I run into people from time to time who think that they don’t hear God’s voice. (Frankly, I used to be one of them; I understand this position well.) The problem is that Jesus said, “My sheep hear my voice.” (John 10:27) Are you his sheep? Then either you hear his voice, or he was mistaken, and I’m guessing he wasn’t mistaken.
Note that “hearing his voice” and “recognizing his voice” are different skills. You already hear his voice. He says so. Now learn to pick his voice out from the other voices. Hint: it’s not always in words; sometimes it’s in pictures, or feelings, or thoughts.

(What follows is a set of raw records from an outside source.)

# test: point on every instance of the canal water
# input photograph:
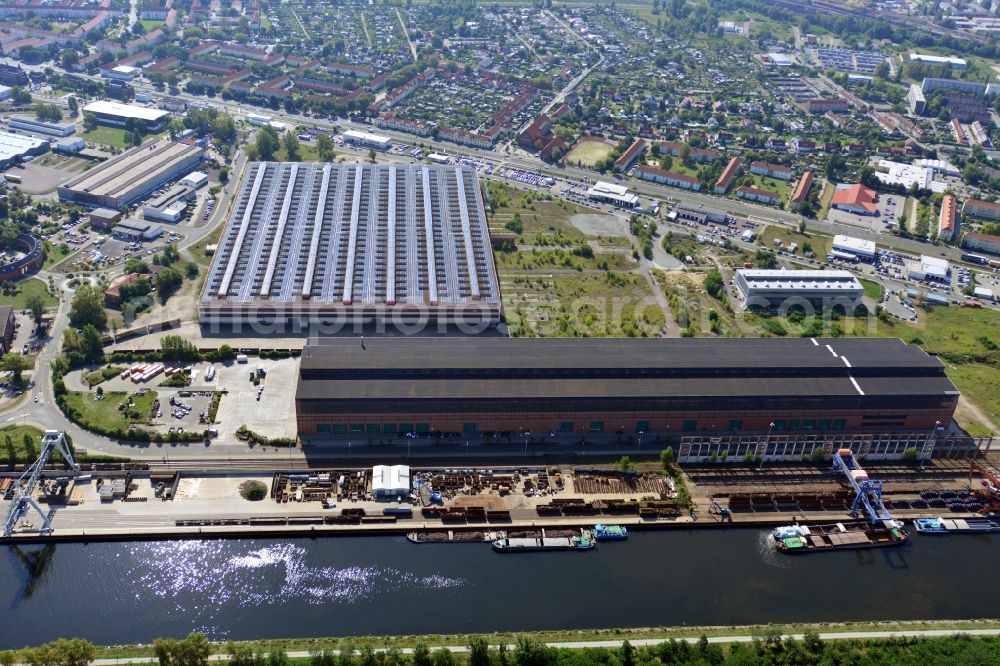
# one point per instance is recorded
(271, 588)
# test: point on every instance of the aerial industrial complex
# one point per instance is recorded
(479, 384)
(329, 243)
(133, 174)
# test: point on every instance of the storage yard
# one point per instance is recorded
(141, 503)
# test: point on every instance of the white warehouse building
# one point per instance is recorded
(390, 482)
(860, 248)
(367, 139)
(773, 288)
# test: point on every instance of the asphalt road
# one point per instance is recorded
(641, 642)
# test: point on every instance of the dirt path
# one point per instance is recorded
(968, 411)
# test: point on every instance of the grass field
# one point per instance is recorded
(54, 254)
(103, 415)
(588, 153)
(13, 448)
(981, 384)
(820, 244)
(873, 290)
(26, 288)
(586, 305)
(108, 136)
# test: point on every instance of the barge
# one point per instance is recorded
(817, 538)
(957, 525)
(610, 532)
(533, 544)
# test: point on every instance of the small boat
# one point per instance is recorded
(531, 544)
(610, 532)
(815, 538)
(956, 525)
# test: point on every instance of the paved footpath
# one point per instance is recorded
(640, 642)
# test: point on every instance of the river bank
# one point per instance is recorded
(308, 589)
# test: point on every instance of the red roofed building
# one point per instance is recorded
(948, 218)
(728, 174)
(754, 194)
(629, 157)
(801, 190)
(856, 199)
(668, 178)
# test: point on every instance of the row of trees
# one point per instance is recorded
(769, 648)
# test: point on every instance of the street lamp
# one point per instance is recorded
(937, 424)
(770, 427)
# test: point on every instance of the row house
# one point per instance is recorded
(465, 138)
(728, 175)
(629, 157)
(771, 170)
(801, 190)
(392, 122)
(671, 178)
(761, 196)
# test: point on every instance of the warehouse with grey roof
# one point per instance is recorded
(132, 175)
(335, 244)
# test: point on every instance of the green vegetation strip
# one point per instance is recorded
(18, 294)
(763, 632)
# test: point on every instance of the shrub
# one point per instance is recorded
(253, 491)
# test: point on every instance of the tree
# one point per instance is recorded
(15, 364)
(290, 142)
(421, 655)
(324, 146)
(266, 144)
(479, 651)
(87, 307)
(91, 345)
(176, 348)
(36, 306)
(168, 281)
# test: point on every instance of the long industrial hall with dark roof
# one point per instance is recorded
(395, 385)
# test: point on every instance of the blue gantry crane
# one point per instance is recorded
(24, 487)
(867, 492)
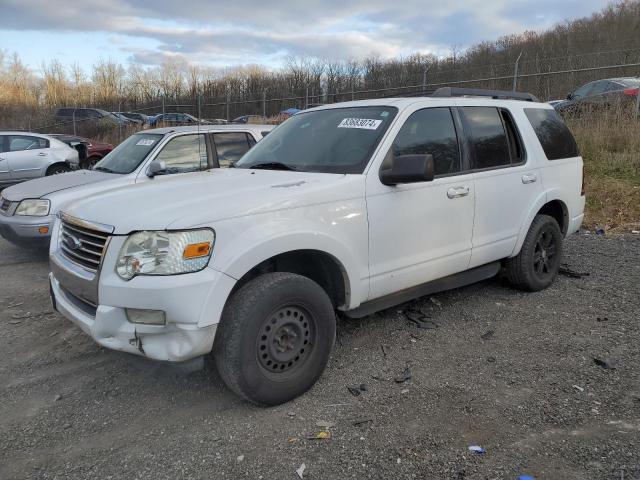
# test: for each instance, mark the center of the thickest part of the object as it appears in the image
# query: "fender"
(544, 198)
(266, 240)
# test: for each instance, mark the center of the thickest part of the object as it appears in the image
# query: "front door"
(420, 232)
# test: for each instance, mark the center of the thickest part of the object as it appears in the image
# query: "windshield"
(127, 156)
(337, 140)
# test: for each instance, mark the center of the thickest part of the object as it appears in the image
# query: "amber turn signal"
(196, 250)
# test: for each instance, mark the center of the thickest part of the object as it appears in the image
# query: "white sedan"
(26, 155)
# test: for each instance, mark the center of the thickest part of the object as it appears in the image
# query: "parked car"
(70, 115)
(30, 209)
(352, 207)
(601, 94)
(141, 117)
(127, 120)
(26, 155)
(93, 152)
(176, 119)
(248, 119)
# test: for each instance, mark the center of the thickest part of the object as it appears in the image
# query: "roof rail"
(479, 92)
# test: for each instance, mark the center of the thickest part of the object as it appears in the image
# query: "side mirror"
(408, 169)
(155, 168)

He does things creatively.
Jesus taught more on this in Luke 11:
So if you’re asking God to speak to you, and if you’re pressing in to hear and to learn to recognize the voice of the Holy Spirit, what will he do? What does Jesus say he’ll do? Maybe he’ll give you a serpent or a scorpion? Probably not. He’ll give the Holy Spirit. If you’re asking, and you see a picture, ask about the picture.
English is not God’s first language, you know.
Now having said that, I need to add a limitation of the real world: The truth is that everybody who does work in a gift of God has a limited understanding of the gift. Some have more experience than others, sure. But anybody who thinks they have it down is mistaken. I know people who have changed the heavens with declarations, raised the dead, declared the future in detail, and the truthful ones admit their understanding is incomplete. Really, when you think about it, it’s kind of hard for a limited human mind to understand an infinite almighty God.
The other thing: just because someone knows how to prophesy doesn’t change their character, their nature. If they’re rude in their conversation, then their prophecy is probably rude. If they’re prone to a religious spirit when they’re talking, they’ll be religious in their prophecy. Prophecy – like any other gift – has nothing to do with the ooky-spooky idea of God taking over my body. It’s still me. I’m just listening to my dad. If I’m a jerk when I’m listening to you, I’ll probably still be a jerk when I’m listening to him. Unless I’m really religious, and then I can hide it.
There is a remnant of God’s people who are more passionately pursuing the freedom of the Kingdom than they are pursuing participation in human gatherings. For a long time, these have resisted the control of man’s religion and man’s rules and man’s approval, or lack of approval.
It has been right, it has been good that we have resisted that control that has been pharisaical and restrictive. It has been appropriate that we have resisted constrictions that some have wanted to put on our freedom in Christ.
For years – perhaps for decades – those pursuing freedom have needed to watch for those who would, knowingly or unknowingly, steal that freedom away. It’s not time to let down our guard, but it is time that we change the focus of our resistance. We are not to be bound. We are not to be subject to others’ fears and limitations.
In fact, it’s time to stop looking at what we are not; time to stop looking at what we are leaving behind. Instead of focusing on what we have left, it will be good to look at where we’re going. It’s time to fix our eyes on the One who is leading us, the One who died for our freedom.
A very wise man once said, “Let us fix our eyes on Jesus, the author and perfecter of our faith.” If it was not this season before, it surely is now.
We have had to keep our guard up against those who would take our freedom, and it’s good to guard our freedom. But we’re coming into days when we need to keep our eyes on the pillar of cloud by day and the pillar of fire by night. We need to watch Father closely, because he’s moving more quickly, he’s speaking more softly, than he has done before.
We still run the race. We still guard against man’s control. But our eyes are on the King. Trust me, he’s much nicer to look at anyway.